(Ardian)
Karena,
yang kita butuhkan hanyalah cinta, itu saja
***
Lirih suara itu menyanyikan lagu
yang dulu pernah kunyanyikan dengan ceria saat kumenghiburnya, sebuah lagu lama
dari band Inggris yang paling aku suka, The Beatles. Terkenang lagi hari-hari
yang terlewati saat dia sedih maka aku akan bernyanyi untuk membuatnya
melupakan pedih.
Love,
love, love, love, love, love, love, love, love.
There’s
nothing you can do that can’t be done.
Nothing
you can sing that can’t be sung.
Nothing
you can say but you can learn how to play the game
It’s
easy.
All You Need is Love judulnya, dan
apa yang dikatakan lagu ini membuatku percaya.
There’s
nothing you can make that can’t be made.
No
one you can save that can’t be saved.
Nothing
you can do but you can learn how to be you
in
time – It’s easy.
Aku ingin bernyanyi bersamanya,
dulu dia tak pernah mau membuka suaranya, mengalahkan kebisuan yang menjadi
tembok pertahanannya, dan akhirnya sekarang dia mulai berani untuk berkata-kata
lagi, sungguh..bahkan kata terima kasih terasa masih kurang member arti.
All
you need is love, all you need is love,
All
you need is love, love, love is all you need.
Love,
love, love, love, love, love, love, love, love.
All
you need is love, all you need is love,
All
you need is love, love, love is all you need.
There’s
nothing you can know that isn’t known.
Nothing
you can see that isn’t shown.
Nowhere
you can be that isn’t where you’re meant to be.
It’s
easy.
Seandainya kini aku berada
dengannya, dan bersama menikmati waktu yang indah, bukan berada di dimensi
berbeda.
All
you need is love, all you need is love,
All
you need is love, love, love is all you need.
All
you need is love (all together now)
All
you need is love (everybody)
All
you need is love, love, love is all you need.
Dan
yah…yang kita butuhkan hanyalah cinta…
***
“Masih ingat saat kamu menyanyikan
lagu ini? Hanya untuk melihat senyumku?” Tiara bertaanya, suaranya adalah suara
terindah yang pernah menyentuh telinga, seandainya saja sejak dulu dia tak
memilih membisu.
“Tentu saja aku mengingatnya, segala hal yang pernah kita lewati bersama
adalah kenangan yang tak pernah kulupakan” itulah yang ingin kukatakan tapi
pasti takkan dapat didengarkan.
“Tapi kadang kamu menghiburkan
dengan cara yang berbeda…bermain yoyo dan bercerita tentang benda-benda indah
di angkasa” Dia berbicara lagi, aku tak ingat kenangan itu.

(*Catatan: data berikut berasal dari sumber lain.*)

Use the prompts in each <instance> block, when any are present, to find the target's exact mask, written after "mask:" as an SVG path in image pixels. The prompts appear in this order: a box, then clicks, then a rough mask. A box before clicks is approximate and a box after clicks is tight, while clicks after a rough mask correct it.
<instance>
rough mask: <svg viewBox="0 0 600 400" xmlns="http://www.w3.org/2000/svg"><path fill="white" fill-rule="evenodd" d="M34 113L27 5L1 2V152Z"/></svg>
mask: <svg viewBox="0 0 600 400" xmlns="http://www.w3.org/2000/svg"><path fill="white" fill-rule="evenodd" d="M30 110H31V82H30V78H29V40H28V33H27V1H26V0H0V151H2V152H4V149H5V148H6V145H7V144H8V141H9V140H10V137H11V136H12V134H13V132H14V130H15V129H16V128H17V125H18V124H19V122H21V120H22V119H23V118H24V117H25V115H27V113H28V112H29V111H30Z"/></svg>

“Itu adalah kenangannya bersamaku” bisik Adrian, hanya bisa
terdengar olehku.
“Bangunlah Ardian…aku sudah memilih
untuk mebuka suara, aku mematahkan sumpahku untuk terus membisu demi hanya
ingin melihatmu sembuh”
“Seandainya
bisa…aku akan berusaha…Tuhan punya rencana…dan aku tak punya daya”
***
Tiba-tiba aku merindukannya,
putriku, gadis kecilku, seolah waktu terlalu lama berlalu, atau memang karena
dimensi berbeda hingga waktu terasa tak begitu tersadari olehku. Seperti
meminta sesuatu pada Jin milik Aladin, aku melihatnya di sana, ragu-ragu
memandang dari balik kaca, wajah indahnya menatapku dari jauh dan ragu,
seandainya aku bisa membukakan pintu, aku ingin dia datang dan memelukku,
menemuiku dan menemui…wanita yang seharusnya dipanggilnya, ibu.